You just have to watch out with compound words, like karosszék - armchair, which consists of the parts karos - armed.. erm, "with arms", and szék, chair. There is actually 's' clashing with 'sz'. But since those sounds are difficult to pronounce so closely together, it's mostly spoken as an actual 'ssz' anyway.
1400
It's at least very odd. What you want to do with this question is finding out someone's condition: sick, or not sick? So rosszul is the focus point here. And in Hungarian the focus appears in front of the conjugated verb: "Rosszul vagy?"
2246
I chose "Rosszul vagyok" from the word bank and it tell's me "rosszul vagytok?" "vagytok" wasn't at choice!
I've researched a dictionary and it returns "rosszul" as an adverb which means "badly". Is "rosszul" used like an adjective meaning "sick" commonly? Well, English is not my native language but I can get that somebody who is badly can't mean that one person is sick. On the other hand, I can say too that someone is "badly sick."
Yes, "rosszul vagyok" is commonly used, though it is used as an adverb here, not an adjective. Like if I feel nauseated, dizzy, unwell, something not right. It is similar to the german course's "meinem Kind ist schlecht" where it means that my child is unwell / sick and not that my child is naughty.

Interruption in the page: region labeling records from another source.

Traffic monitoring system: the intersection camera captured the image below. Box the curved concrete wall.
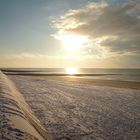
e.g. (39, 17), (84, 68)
(0, 71), (51, 140)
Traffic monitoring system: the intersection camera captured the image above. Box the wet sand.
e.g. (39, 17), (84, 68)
(33, 76), (140, 89)
(9, 75), (140, 140)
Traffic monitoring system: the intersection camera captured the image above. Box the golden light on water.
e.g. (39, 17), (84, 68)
(65, 68), (78, 75)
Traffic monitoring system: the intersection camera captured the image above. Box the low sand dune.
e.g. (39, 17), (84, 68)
(0, 72), (51, 140)
(9, 76), (140, 140)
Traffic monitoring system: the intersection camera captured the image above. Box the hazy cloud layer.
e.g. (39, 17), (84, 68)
(54, 0), (140, 54)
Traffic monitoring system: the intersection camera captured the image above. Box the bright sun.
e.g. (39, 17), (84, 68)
(65, 68), (78, 75)
(61, 34), (87, 51)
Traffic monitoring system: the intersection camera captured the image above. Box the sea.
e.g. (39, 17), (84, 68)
(0, 68), (140, 82)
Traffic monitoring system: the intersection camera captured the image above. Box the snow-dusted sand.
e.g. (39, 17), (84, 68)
(9, 76), (140, 140)
(0, 71), (51, 140)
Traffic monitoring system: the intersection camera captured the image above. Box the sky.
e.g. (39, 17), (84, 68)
(0, 0), (140, 68)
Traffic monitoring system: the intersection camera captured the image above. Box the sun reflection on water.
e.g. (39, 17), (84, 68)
(65, 67), (78, 75)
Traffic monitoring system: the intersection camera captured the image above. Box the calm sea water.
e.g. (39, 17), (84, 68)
(1, 68), (140, 82)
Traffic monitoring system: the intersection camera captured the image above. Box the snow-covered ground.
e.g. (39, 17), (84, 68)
(9, 76), (140, 140)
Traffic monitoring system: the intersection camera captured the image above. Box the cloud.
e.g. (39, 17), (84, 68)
(54, 0), (140, 54)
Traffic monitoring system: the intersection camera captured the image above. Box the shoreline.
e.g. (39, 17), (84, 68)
(6, 73), (140, 90)
(9, 75), (140, 140)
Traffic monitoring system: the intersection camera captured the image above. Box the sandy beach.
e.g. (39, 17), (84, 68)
(9, 75), (140, 140)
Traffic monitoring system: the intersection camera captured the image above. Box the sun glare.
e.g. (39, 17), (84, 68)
(61, 34), (87, 51)
(65, 68), (78, 75)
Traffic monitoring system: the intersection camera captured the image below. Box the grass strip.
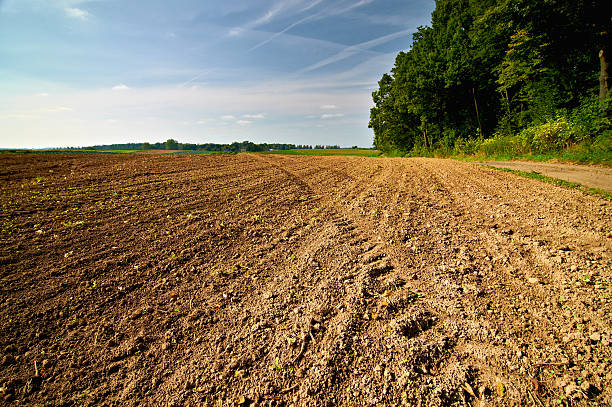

You are omitting "van", which is mandatory in some cases like "you are a man" / "ön férfi" or "you are bad" / "ön rossz", but in this case we are using an adverb "rosszul" so the "van" cannot be ommited. We need extra info for the adverb, "rosszul"- what, for example "you know it wrong" / "ön rosszul tudja", "you are doing it wrong" / "ön rosszul csinálja", "you are unwell" / "ön rosszul van".